Background Exposure to toxic airborne pollutants incurred in the aftermath of the 9/11 World Trade Centre (WTC) attacks in New York City is associated with adverse health outcomes including increased risk for some cancer sites. A possible excess of head and neck cancer (H&N-Ca) among WTC responders was observed by a physician at Clinic A that monitors WTC responders. We launched an investigation into whether the excess exists, or is the result of surveillance bias.

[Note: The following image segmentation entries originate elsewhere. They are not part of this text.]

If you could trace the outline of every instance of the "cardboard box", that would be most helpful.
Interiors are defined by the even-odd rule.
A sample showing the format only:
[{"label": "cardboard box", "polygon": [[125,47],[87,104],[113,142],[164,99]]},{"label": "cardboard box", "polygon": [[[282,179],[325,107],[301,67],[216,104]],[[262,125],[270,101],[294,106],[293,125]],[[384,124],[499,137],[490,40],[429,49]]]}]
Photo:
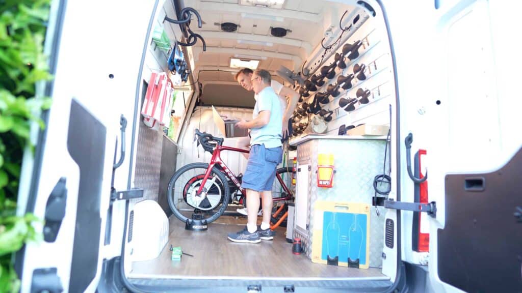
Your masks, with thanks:
[{"label": "cardboard box", "polygon": [[346,134],[349,136],[387,136],[389,127],[386,125],[364,124],[350,129]]}]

Methods We conducted a chart review of WTC responders attending Clinic A from 2004 through 2014 and identified thirteen patients diagnosed with H&N-Ca (ICD-9 codes 140–149.9; 160–161.9). Two reviewers abstracted demographic, cancer (e.g. site, histology, and stage), WTC exposure, and risk factor information (e.g. smoking, alcohol use). Age-specific standardised incidence rates (SIRs) were calculated using reference rates from the NJ State Cancer Registry (NJSCR). The distributions of cancer stage, laterality, site, and histology of cases were compared to those in the NJSCR.
Results All 14 cases were male; the average age was 54.7 years. Most (75%) tumours were identified subsequent to patient complaints. SIRs were elevated among all age groups but were higher and significant in the younger age groups (34–54 years: SIR = 3.98, 95% CI: 1.74, 7.88; 55–74 years: SIR = 1.14, 95% CI: 0.64, 2.37). Compared with the NJSCR H&N-Ca tumour characteristics, those of the cases did not differ by histology distribution (p-0.79) but a higher proportion originated from the tonsils and larynx (p = 0.07).
Discussion We observed a significant excess of H&N-Ca among young WTC responders. WTC responders are a highly monitored group of workers so these preliminary findings require cautious interpretation. However, our SIR is likely an underestimate because while our cases came from Clinic A, the denominator included all monitored WTC responders, who may attend other clinical sites. The investigation is ongoing.